Sanofi splashes US$180 million worth of investment in French AI startup Owkin

FRANCE – Sanofi has announced an equity investment of US$180 million in French startup Owkin, whose predictive algorithms aim to improve cancer research and development.

According to company co-founder and CEO Thomas Clozel, the deal gives Sanofi a stake of between 10% and 15% in Owkin and elevates Owkin to the status of “unicorn” – a startup company valued at more than US$1 billion.

Arnaud Robert, Sanofi’s chief digital officer, oversaw the transaction, which also included a partnership in which Owkin agreed to build prognostic models and help evaluate the response to treatment against four types of cancer using its platform.

Sanofi said it would pay Owkin US$90 million up front for the first three years of their collaboration. If Owkin’s biomedical models are successful, the pharmaceutical company will make additional payments.

Owkin, which is also based in Paris, created its algorithms and artificial intelligence platform by deploying them in medical and research facilities.

It installs and runs servers locally in each of the data centers that have agreed to allow access to their data – the essential raw material from which Owkin’s algorithms sharpen their analytical capabilities.

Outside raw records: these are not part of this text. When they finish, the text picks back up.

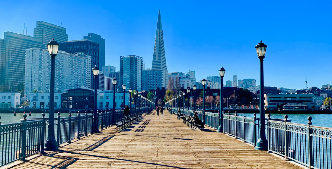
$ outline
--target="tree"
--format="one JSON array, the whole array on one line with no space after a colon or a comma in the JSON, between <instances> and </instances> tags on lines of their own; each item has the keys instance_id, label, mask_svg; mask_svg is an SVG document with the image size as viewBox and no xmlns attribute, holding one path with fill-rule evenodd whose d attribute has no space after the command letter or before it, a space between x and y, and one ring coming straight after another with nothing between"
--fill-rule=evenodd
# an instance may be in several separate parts
<instances>
[{"instance_id":1,"label":"tree","mask_svg":"<svg viewBox=\"0 0 332 169\"><path fill-rule=\"evenodd\" d=\"M208 96L205 97L205 103L207 105L211 105L211 107L212 107L212 102L213 101L213 96ZM205 106L205 105L204 105Z\"/></svg>"},{"instance_id":2,"label":"tree","mask_svg":"<svg viewBox=\"0 0 332 169\"><path fill-rule=\"evenodd\" d=\"M161 101L161 99L158 99L158 102L157 103L157 104L159 106L161 106L163 104L163 102Z\"/></svg>"}]
</instances>

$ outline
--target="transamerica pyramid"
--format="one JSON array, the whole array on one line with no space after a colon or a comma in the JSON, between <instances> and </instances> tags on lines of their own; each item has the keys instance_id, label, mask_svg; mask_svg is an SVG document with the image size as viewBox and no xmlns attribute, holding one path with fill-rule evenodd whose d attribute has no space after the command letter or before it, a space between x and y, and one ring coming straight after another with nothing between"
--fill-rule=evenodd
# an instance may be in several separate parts
<instances>
[{"instance_id":1,"label":"transamerica pyramid","mask_svg":"<svg viewBox=\"0 0 332 169\"><path fill-rule=\"evenodd\" d=\"M154 41L154 50L152 61L152 70L167 70L166 57L164 47L164 37L161 26L161 17L160 10L158 13L158 21L156 30L156 39Z\"/></svg>"}]
</instances>

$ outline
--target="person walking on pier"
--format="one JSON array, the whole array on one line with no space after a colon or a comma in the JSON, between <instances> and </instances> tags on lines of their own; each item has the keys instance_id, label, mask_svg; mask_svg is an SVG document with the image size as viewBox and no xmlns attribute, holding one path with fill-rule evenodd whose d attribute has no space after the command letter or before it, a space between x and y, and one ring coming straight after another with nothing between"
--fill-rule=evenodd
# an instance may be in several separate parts
<instances>
[{"instance_id":1,"label":"person walking on pier","mask_svg":"<svg viewBox=\"0 0 332 169\"><path fill-rule=\"evenodd\" d=\"M129 116L129 114L130 114L130 110L129 109L129 108L128 107L128 105L126 105L124 107L124 116Z\"/></svg>"},{"instance_id":2,"label":"person walking on pier","mask_svg":"<svg viewBox=\"0 0 332 169\"><path fill-rule=\"evenodd\" d=\"M161 112L161 115L164 116L164 109L165 109L162 106L160 108L160 111Z\"/></svg>"},{"instance_id":3,"label":"person walking on pier","mask_svg":"<svg viewBox=\"0 0 332 169\"><path fill-rule=\"evenodd\" d=\"M157 107L157 109L156 110L157 110L157 116L159 116L159 107Z\"/></svg>"}]
</instances>

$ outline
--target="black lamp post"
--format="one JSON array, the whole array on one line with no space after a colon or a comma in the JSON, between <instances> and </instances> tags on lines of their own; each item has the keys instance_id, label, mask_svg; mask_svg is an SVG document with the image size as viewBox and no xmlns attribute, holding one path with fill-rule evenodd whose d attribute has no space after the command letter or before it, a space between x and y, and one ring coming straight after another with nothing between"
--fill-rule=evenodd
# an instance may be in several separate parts
<instances>
[{"instance_id":1,"label":"black lamp post","mask_svg":"<svg viewBox=\"0 0 332 169\"><path fill-rule=\"evenodd\" d=\"M196 85L194 85L193 86L193 89L194 89L194 112L195 112L195 109L196 108L196 96L195 95L195 92L196 91L196 89L197 86Z\"/></svg>"},{"instance_id":2,"label":"black lamp post","mask_svg":"<svg viewBox=\"0 0 332 169\"><path fill-rule=\"evenodd\" d=\"M266 140L265 136L265 113L264 109L264 74L263 69L263 59L265 57L265 52L266 51L266 48L268 45L262 42L255 46L256 48L256 51L258 55L258 58L260 61L260 83L259 86L259 97L262 99L260 99L259 106L259 118L260 119L260 124L259 126L260 133L259 138L256 144L256 146L255 149L259 150L267 150L268 141Z\"/></svg>"},{"instance_id":3,"label":"black lamp post","mask_svg":"<svg viewBox=\"0 0 332 169\"><path fill-rule=\"evenodd\" d=\"M117 84L118 80L115 78L112 79L112 83L113 84L113 114L112 114L112 125L115 124L115 85Z\"/></svg>"},{"instance_id":4,"label":"black lamp post","mask_svg":"<svg viewBox=\"0 0 332 169\"><path fill-rule=\"evenodd\" d=\"M131 110L131 92L132 91L132 89L131 88L129 88L129 94L130 95L129 96L129 104L130 105L130 107L129 107L130 108L130 110Z\"/></svg>"},{"instance_id":5,"label":"black lamp post","mask_svg":"<svg viewBox=\"0 0 332 169\"><path fill-rule=\"evenodd\" d=\"M223 85L222 80L224 78L224 75L225 75L225 71L226 70L221 67L221 68L219 69L219 75L220 75L220 108L219 110L219 127L218 128L218 132L224 132L224 125L223 125L223 115L222 114L222 111L224 110L224 94L223 94Z\"/></svg>"},{"instance_id":6,"label":"black lamp post","mask_svg":"<svg viewBox=\"0 0 332 169\"><path fill-rule=\"evenodd\" d=\"M203 84L203 119L202 120L203 125L202 126L203 128L204 128L205 121L205 85L206 84L207 80L203 78L203 80L202 80L202 84Z\"/></svg>"},{"instance_id":7,"label":"black lamp post","mask_svg":"<svg viewBox=\"0 0 332 169\"><path fill-rule=\"evenodd\" d=\"M49 85L49 111L48 113L48 133L45 144L45 150L56 151L57 143L54 136L54 76L55 59L59 51L59 44L53 40L47 43L47 49L51 56L51 77ZM24 107L25 107L25 106Z\"/></svg>"},{"instance_id":8,"label":"black lamp post","mask_svg":"<svg viewBox=\"0 0 332 169\"><path fill-rule=\"evenodd\" d=\"M125 100L124 100L124 92L125 92L125 84L124 84L122 85L122 89L124 89L124 105L125 105Z\"/></svg>"},{"instance_id":9,"label":"black lamp post","mask_svg":"<svg viewBox=\"0 0 332 169\"><path fill-rule=\"evenodd\" d=\"M183 108L185 108L185 95L186 94L186 92L184 91L182 92L182 96L183 97Z\"/></svg>"},{"instance_id":10,"label":"black lamp post","mask_svg":"<svg viewBox=\"0 0 332 169\"><path fill-rule=\"evenodd\" d=\"M93 103L93 124L92 125L92 132L94 133L99 133L99 130L98 128L98 125L97 124L97 78L99 74L99 69L95 66L92 68L92 73L95 77L95 96L94 101Z\"/></svg>"},{"instance_id":11,"label":"black lamp post","mask_svg":"<svg viewBox=\"0 0 332 169\"><path fill-rule=\"evenodd\" d=\"M188 87L187 88L187 107L188 110L188 113L189 113L189 94L190 93L190 87Z\"/></svg>"}]
</instances>

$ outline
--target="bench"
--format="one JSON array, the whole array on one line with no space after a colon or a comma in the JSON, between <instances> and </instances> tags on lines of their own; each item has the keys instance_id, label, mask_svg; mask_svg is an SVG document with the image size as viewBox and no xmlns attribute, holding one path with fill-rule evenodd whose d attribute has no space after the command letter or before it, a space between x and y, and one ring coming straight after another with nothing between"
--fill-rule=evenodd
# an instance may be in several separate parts
<instances>
[{"instance_id":1,"label":"bench","mask_svg":"<svg viewBox=\"0 0 332 169\"><path fill-rule=\"evenodd\" d=\"M114 129L114 131L120 128L121 130L123 130L138 121L141 118L142 113L137 113L120 119L117 120L116 123L114 124L114 125L117 126L115 129Z\"/></svg>"}]
</instances>

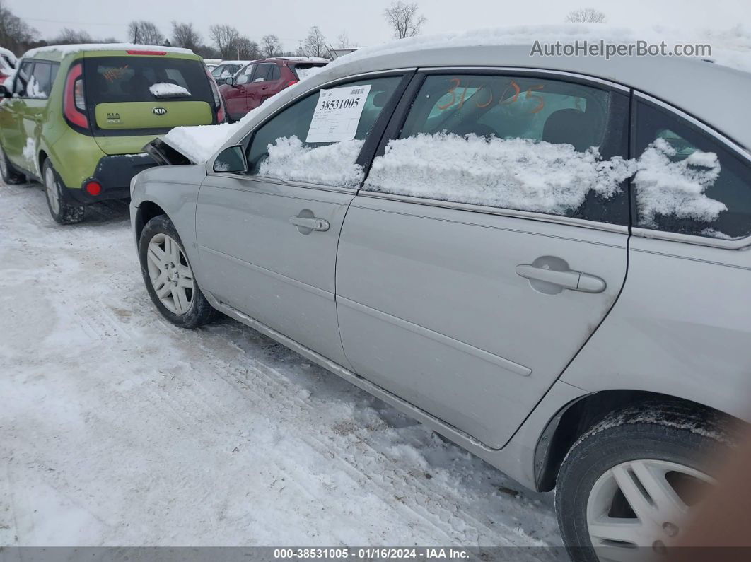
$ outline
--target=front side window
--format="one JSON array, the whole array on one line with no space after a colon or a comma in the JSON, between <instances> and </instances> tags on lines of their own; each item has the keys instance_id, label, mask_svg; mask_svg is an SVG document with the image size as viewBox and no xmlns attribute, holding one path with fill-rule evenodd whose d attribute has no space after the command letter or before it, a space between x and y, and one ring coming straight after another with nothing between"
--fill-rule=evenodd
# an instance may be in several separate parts
<instances>
[{"instance_id":1,"label":"front side window","mask_svg":"<svg viewBox=\"0 0 751 562\"><path fill-rule=\"evenodd\" d=\"M253 134L248 173L285 181L353 188L356 161L401 77L324 89L283 110Z\"/></svg>"},{"instance_id":2,"label":"front side window","mask_svg":"<svg viewBox=\"0 0 751 562\"><path fill-rule=\"evenodd\" d=\"M636 226L737 239L751 234L751 165L674 113L639 101Z\"/></svg>"},{"instance_id":3,"label":"front side window","mask_svg":"<svg viewBox=\"0 0 751 562\"><path fill-rule=\"evenodd\" d=\"M13 84L14 96L18 98L27 97L27 86L29 86L29 80L32 77L33 67L34 61L24 61L21 63L18 72L16 73L16 79Z\"/></svg>"},{"instance_id":4,"label":"front side window","mask_svg":"<svg viewBox=\"0 0 751 562\"><path fill-rule=\"evenodd\" d=\"M253 73L253 82L266 82L269 79L269 74L272 71L272 67L276 65L256 65L255 71Z\"/></svg>"},{"instance_id":5,"label":"front side window","mask_svg":"<svg viewBox=\"0 0 751 562\"><path fill-rule=\"evenodd\" d=\"M562 80L429 76L364 188L625 224L628 106Z\"/></svg>"},{"instance_id":6,"label":"front side window","mask_svg":"<svg viewBox=\"0 0 751 562\"><path fill-rule=\"evenodd\" d=\"M213 107L211 86L199 61L161 56L84 61L86 100L93 104L182 99Z\"/></svg>"}]
</instances>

This means that data pools aren’t centralized on a single platform, but instead remain in the hands of each individual hospital or research facility, according to Owkin.

The process, though costly, ensures that the medical data are kept locally and lowers the risks of any hacking.

In other related news, Sanofi Genzyme has agreed to pay US$180 million to resolve a dispute with Taiwanese company over patents aimed at treating a rare neuromuscular disease, ending a longstanding arbitration over royalties.

Genzyme initiated the initial arbitration after disputing its European royalty obligations for patents used in the treatment of Pompe disease, an inherited, progressive, and often fatal disease that affects one in every 40,000 newborns worldwide.

According to International CSRC, Genzyme later initiated a separate arbitration claiming that Genzyme’s U.S. royalty obligation expired on July 10, 2021, rather than February 26, 2023.

The drug’s sales increased by 8.4 percent at constant currency to 749 million euros (US$842 million) in the first nine months of 2021.

Lumizyme, also known as Myozyme, was discovered by Duke University researchers thanks to the efforts of Taiwanese scientist Yuan-Tsong Chen and colleagues.

Synpac hired Genzyme to develop the drug after acquiring the intellectual property in 2000. According to a previous Genzyme securities filing, Genzyme is supposed to pay Synpac royalties on Lumizyme net sales ranging from the mid-single digits to the mid-teens, depending on patent coverage in a specific country.

Lumizyme is currently the most valuable asset in Sanofi’s rare disease portfolio, with third-quarter sales of 266 million euros (US$298.55 million) representing a 10.4 percent increase at constant exchange rates, driven by new patients starting treatment.

Sanofi launched Nexviazyme, another Pompe therapy, in the United States in August for late-onset disease.

A phase 3 trial evaluating long-term enzyme replacement therapy in infantile-onset Pompe disease is currently underway at the French pharmaceutical company.